Поданный к кушанью соус имел тончайший привкус горчицы.
– Хок[7] или шампанское, милорд? – раздался шепот у самого уха Хорнблоуэра. Хорнблоуэр слышал, что губернатор на такой же вопрос ответил, что сначала попробует хок. Шампанское оказалось сухим и чрезвычайно тонким, идеальное сочетание с продуктом. Великие гурманы древности, Нерон, Вителлий или Лукулл, даже не могли себе представить, что такое сочетание шампанского и летучей рыбы.
– Скоро Вы будете лишены всего этого, Хорнблоуэр, – заявил Его превосходительство.
– Без сомнения, сэр.
Рэмсботтом, сидящий между ними, дипломатично спросил:
– Милорд планирует выйти в море?
– На следующей неделе, – ответил Хорнблоуэр. – Я вывожу эскадру в море для практических учений, прежде чем наступит сезон ураганов.
– Разумеется, это необходимо для того, чтобы поддерживать боеготовность, – согласился Рэмсботтом. – Учения продлятся долго?
– Пару недель, может быть больше, – сказал Хорнблоуэр. – Не хочу, чтобы мои люди отвыкали от корабельных сухарей, солонины и воды из бочонка.
– Да и вы сами тоже, – хмыкнул губернатор.
– И я тоже, – невозмутимо согласился Хорнблоуэр.
– И вы берете с собой всю эскадру? – задал вопрос Рэмсботтом.
– Все, что могу. Я стараюсь хорошо работать над ними и не делать исключений.
– Хорошее правило, как я склонен думать, – сказал Рэмсботтом.
Суп, поданный вслед за летучей рыбой, был очень острым, прекрасно отвечая вест-индийским вкусам.
– Замечательно! – последовал краткий комментарий губернатора, после того, как он отхлебнул первую ложку.

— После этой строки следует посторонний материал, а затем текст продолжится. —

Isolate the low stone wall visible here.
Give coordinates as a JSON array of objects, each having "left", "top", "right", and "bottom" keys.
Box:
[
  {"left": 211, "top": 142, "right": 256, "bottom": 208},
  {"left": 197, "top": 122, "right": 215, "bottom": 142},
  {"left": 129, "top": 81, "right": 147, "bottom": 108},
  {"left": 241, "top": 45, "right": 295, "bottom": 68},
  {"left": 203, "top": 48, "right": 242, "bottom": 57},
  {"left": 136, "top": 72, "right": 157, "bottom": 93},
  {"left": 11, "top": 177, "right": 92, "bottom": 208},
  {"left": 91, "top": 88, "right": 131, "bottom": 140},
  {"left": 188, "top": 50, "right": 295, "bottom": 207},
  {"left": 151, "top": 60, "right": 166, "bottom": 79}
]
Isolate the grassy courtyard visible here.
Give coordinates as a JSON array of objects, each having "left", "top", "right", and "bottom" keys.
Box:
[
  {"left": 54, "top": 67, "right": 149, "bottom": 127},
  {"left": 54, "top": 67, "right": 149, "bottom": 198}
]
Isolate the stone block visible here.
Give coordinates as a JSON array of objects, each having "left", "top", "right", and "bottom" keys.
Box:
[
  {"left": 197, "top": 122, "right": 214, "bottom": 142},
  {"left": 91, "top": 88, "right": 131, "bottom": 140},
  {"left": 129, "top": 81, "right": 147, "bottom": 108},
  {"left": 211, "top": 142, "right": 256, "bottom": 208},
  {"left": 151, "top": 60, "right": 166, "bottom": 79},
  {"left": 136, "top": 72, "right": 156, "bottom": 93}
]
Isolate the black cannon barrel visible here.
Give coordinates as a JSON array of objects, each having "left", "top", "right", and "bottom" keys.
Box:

Вновь пошло по кругу шампанское, и беседа становилась все оживленнее и оживленнее, чему Рэмсботтом очень умело способствовал.
– Какие новости с материка, сэр? – поинтересовался он у губернатора. – Этот парень, Боливар, добился он чего-нибудь?
– Он продолжает сражаться, – ответил губернатор. – Но Испания спешно перебрасывает сюда подкрепления, насколько позволяют ее собственные проблемы. Уверен, что правительство в Каракасе ожидает их прибытия в этот самый момент. Тогда они получат возможность снова вытеснить его с равнин. Вы знаете, что он укрывался на этом самом острове несколько лет тому назад?
– Правда, сэр?
Все присутствующие испытывали немалый интерес к отчаянной гражданской войне, которая разворачивалась на континенте. Побоища и убийства, слепой героизм и преданное самопожертвование, верность королю и жажда независимости – все это можно было найти в Венесуэле. Война и разруха широко разлились по плодородным равнинам и опустошили густонаселенные города.
– Как теперь смогут удержаться испанцы, когда в Маракайбо произошел переворот, Хорнблоуэр? – спросил губернатор.
– Это не очень страшная потеря, сэр. До тех пор, пока они могут использовать Ла Гуайру, их морские коммуникации остаются открытыми: дороги так плохи, что Каракас всегда использовал Ла Гуайру для того, чтобы сохранить связи с внешним миром. Это всего лишь открытый рейд, но он представляет собой удобную якорную стоянку.
– В Маракайбо произошел переворот, Ваше превосходительство? – вкрадчиво спросил Рэмсботтом.
– Новости прибыли этим утром. Это новое перо для шляпы Боливара, после его недавних неудач. В его армии, должно быть, нарастает чувство отчаяния.
– В его армии, сэр? – это заговорил главный судья. Половина его людей – британская пехота.